It's been a month since Google Reader shut down, breaking users' hearts and bringing an end to a nearly eight-year run of RSS dominance. As soon as word came of Reader's impending doom, third parties like Digg, Feedly, and others sprung into action, eager to replace the old guard. At the time, they looked like a rescue team, gallantly swooping in to save us from regular old web browsing. But after a month, the squad of reader replacements has turned into a set of regular products trying to keep up with user demands. So how well have these replacements done in Google Reader’s absence?
It turns out it's hard to make an RSS reader. Feedly switched over to its own servers with just a few weeks to spare and Digg launched mere days before Reader's lights-out. Newsblur had been running since 2009, but faced a flood of traffic after Google announced the reader shutdown, and founder Samuel Clay describes pulling 14-hour days for months just to keep the site loading in under 100 milliseconds.
fourteen-hour days for months just to keep the site loading
The replacement that fared worst was the Old Reader, the scrappy upstart of the bunch. The staff was worn ragged by the task of getting online. They announced the service was closing down this Monday only to possibly reopen later in the week; they described their lives as "hell in every possible aspect we could imagine." Competing with three or four midsize rivals isn't that much easier than competing with one behemoth.

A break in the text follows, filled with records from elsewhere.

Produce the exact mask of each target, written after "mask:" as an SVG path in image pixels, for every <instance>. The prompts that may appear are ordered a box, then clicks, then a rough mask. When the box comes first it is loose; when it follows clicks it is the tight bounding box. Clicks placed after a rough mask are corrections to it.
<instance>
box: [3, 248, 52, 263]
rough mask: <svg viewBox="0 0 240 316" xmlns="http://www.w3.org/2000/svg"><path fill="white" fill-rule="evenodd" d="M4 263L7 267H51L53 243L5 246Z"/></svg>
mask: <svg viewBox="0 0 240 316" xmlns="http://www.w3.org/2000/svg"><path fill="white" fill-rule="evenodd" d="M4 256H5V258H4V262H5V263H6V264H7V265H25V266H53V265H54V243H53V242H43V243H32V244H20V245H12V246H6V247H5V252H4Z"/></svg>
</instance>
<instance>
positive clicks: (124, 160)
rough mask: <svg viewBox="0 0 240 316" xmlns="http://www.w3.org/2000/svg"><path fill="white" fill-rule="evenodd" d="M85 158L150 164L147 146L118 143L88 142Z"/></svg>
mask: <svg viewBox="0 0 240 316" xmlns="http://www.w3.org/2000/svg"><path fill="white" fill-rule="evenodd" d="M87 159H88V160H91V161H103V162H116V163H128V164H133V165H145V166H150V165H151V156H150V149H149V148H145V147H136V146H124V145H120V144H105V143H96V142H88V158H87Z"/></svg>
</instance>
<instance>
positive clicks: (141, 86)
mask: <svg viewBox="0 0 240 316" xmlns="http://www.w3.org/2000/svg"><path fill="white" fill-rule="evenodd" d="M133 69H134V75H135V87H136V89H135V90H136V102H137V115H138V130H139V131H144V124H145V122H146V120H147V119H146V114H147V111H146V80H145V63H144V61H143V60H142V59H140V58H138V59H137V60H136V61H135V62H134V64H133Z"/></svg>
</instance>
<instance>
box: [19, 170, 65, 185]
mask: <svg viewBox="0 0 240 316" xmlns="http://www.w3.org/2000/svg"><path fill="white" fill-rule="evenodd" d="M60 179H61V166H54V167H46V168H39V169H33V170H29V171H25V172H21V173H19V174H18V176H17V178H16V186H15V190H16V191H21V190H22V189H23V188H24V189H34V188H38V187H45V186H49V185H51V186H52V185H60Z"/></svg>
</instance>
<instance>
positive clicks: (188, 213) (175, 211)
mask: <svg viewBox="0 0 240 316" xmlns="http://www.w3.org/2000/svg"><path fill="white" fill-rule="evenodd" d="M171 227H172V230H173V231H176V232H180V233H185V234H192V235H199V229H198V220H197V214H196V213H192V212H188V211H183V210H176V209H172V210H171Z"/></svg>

The services that managed to stay up and running still face an uphill battle mimicking Google's features without its servers and data to lean on. Right now, none of the major offerings have a workable search function and the ones that are rolling it out, like Feedly and Digg, are saving it for premium (i.e. paying) members. It was an easy trick for Google, which could borrow one of the most sophisticated search engines on earth, but for smaller players, it's an expensive feature to add. Even simple tricks like OPML export are still recent additions, while mobile apps and device syncing are farther out on the horizon. Having rushed to get the readers online before Google's deadline, companies left a lot of features only partially finished.

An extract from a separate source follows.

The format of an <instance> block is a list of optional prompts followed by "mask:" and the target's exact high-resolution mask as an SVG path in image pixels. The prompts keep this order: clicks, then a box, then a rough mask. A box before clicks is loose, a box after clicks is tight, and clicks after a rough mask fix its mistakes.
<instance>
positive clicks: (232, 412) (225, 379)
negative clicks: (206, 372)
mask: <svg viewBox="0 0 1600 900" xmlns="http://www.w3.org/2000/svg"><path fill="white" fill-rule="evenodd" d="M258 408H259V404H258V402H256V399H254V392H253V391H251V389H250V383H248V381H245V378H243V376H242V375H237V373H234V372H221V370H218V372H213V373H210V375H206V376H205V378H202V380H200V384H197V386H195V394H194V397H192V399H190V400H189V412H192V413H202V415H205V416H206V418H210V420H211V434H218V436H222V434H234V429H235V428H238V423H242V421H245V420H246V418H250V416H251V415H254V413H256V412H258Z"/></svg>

Of course, there are rewards for the ones that make it through. Some Reader partisans may have given up on RSS after the shutdown, but the majority seem to have migrated to other platforms. In the weeks following the announcement, Feedly saw 3 million Google Reader refugees sign up and Newsblur says it now has 25 times the paid subscriptions it did in March.
25 times the paid subscriptions it did in March.
For Google, Reader was essentially an afterthought, a way to drive traffic to Google+ and not even worth keeping alive. For Newsblur, RSS is everything, the company's single purpose and sole product — and it's necessarily a paid one. "All of my biggest competitors either have pay accounts or are planning them," Clay told The Verge. "The market growth just isn't there, so charging users is the only way to stay alive."
For Digg, RSS is even more than that. Its reader fits into both Digg.com and Betaworks’ larger strategy for building itself into the content business. General manager Jake Levine describes Digg Reader as a "critical piece of the future for our company." Crawling the internet is hard, but it gives you valuable insight into what people are actually reading. Levine envisions the reader as "the foundation for a suite of personalized news products that adapt to a wide variety of readers." If you're trying to surface interesting content, a dedicated content crawler lets you know what users are reading and what they’re clicking on, which can be extremely valuable data.
Seen that way, the flock of post-Google RSS readers seem less like replacements than evolutions. Reader was great, but Google let it stagnate. It was only ever going to be a side project, something to keep engineers busy while the company expanded its stranglehold on search and tried to force its way into social. Cut loose from the corporate demands of Google, RSS can be more than that. It’s already been a crucial open web standard, and now it can be a paid professional tool along the lines of Photoshop, or an AOL-style portal for experiencing the internet at large. It can be something we haven't even thought of yet. The companies involved are still catching up to Google's feature set, but there's no reason to think they'll stop there. It may be time to stop being sad for the reader that was, and get excited for the reader that's coming.